In this case, the Court held that objection lacked merit, did not require the insurance carrier to do anything further, and dismissed the claim. In my mind, that is the right call.
2 Responses
Jason, Your commentary is somewhat inacurate. A prOviders Response to the carrier might be sufficient in provider’s mind, but insufficient in the carrier’s or best yet unresponsive. Where do you draw a line? Also, App Div was very cleaR in WestchEster v NYCM that if there is any confusion as to verification request or respOnse some action or
Communication is required. The party of whom the Verification is sought needs to reSpond if they dont understand the verification or the carrier needs to object to the response if it is not sufficient.

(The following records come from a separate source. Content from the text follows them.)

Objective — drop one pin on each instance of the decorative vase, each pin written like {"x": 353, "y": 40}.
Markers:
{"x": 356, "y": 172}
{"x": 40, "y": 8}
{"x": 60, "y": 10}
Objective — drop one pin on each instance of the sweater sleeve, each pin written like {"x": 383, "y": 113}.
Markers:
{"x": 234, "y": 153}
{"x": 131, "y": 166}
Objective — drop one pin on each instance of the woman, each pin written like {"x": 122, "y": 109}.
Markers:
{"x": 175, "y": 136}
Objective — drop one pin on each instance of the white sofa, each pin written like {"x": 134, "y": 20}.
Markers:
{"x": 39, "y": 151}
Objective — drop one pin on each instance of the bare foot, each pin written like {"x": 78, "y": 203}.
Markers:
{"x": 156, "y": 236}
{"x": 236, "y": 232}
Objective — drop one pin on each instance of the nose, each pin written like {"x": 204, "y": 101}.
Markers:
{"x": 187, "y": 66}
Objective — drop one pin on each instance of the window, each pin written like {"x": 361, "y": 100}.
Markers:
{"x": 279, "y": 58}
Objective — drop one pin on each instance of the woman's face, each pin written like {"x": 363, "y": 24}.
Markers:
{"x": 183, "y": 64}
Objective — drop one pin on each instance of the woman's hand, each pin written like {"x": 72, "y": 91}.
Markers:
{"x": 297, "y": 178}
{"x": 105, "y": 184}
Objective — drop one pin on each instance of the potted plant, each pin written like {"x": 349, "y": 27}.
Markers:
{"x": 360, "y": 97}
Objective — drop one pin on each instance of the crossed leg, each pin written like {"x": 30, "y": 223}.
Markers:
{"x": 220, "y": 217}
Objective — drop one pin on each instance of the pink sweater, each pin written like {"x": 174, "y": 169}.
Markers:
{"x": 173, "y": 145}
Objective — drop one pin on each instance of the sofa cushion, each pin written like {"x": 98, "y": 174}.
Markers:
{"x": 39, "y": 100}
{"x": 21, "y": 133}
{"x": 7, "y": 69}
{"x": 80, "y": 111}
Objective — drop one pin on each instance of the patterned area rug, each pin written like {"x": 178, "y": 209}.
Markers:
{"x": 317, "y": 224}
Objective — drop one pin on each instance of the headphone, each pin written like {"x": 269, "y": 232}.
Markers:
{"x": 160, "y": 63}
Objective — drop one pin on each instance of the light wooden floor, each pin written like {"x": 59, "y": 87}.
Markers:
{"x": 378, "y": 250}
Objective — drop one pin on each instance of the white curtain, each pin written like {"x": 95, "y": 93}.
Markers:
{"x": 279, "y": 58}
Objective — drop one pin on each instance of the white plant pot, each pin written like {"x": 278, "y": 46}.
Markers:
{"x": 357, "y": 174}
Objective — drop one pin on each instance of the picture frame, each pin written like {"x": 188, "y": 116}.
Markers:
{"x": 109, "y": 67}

This case was different. The hospital had to answer a simple question tell us when the patient beCame stabilized. To which the hospital simply Said notHing and Instead of getting paid on atleast a portion of the claim they got paid nothing
I raise this issue because here is the following fact pattern in arbitration. Carrier delays surgery center bill for MRIs and operative photos. The basis of the delay is on the verification request, i.e., we are requesting information from provider who has information. Delays are ALSO sent to the MRI facility and the surgeon. This avoids the Doshi v. State Farm problem and the Mt. Sinai v. Autoone problem. MRI center and surgeon do not cooperate often. Surgery center sends a letter that says we do not have the information, pay the bill. My favorite is when they send me a Hippa authorization from the surgeon and MRI center. Hippa does not apply to no-fault – read the Appellate Term, Fist Department case of Amaze v. Geico.
Now, does the carrier have to respond with, hello, we sought verification from the MRI center and surgeon (again this was on the initial and follow-up verification)? I say no. Arbitrator Rosenberger says no and he cites to D & R Medical Supply, Inc. v. American Transit Ins. Co., 2011 NY Slip Op 51727 (App Term 2d Dept. 2011). I often disagree with him but he is correct here.
Too many arbitrators say you must write back or you lose the toll.
As you can figure, this issue will undoubtedly be briefed before the Appellate Division in 2018. I really believe that communication has to be substantive and meaningful. God knows, we are well aware the surgery center does not have the information. You are reiterating a truism. Hillary won the popular vote? Trump won the electoral college? These are just facts. If you write it to me, do I need to say, of course you are right? I think that type of response – similar to that of Hospital Receivable systems – is a non-response and the carrier should not be penalized for ignoring non-responsive correspondence.
I would be lying if I said I think the carrier has a clear cut chance of winning. Most arbitrators are buying the “he who laugh lasts wins” mantra. But on these legal issues, the Courts and AAA part ways quite often. I truly believe AAA has it wrong on this issue. If only Norman Dachs were still around.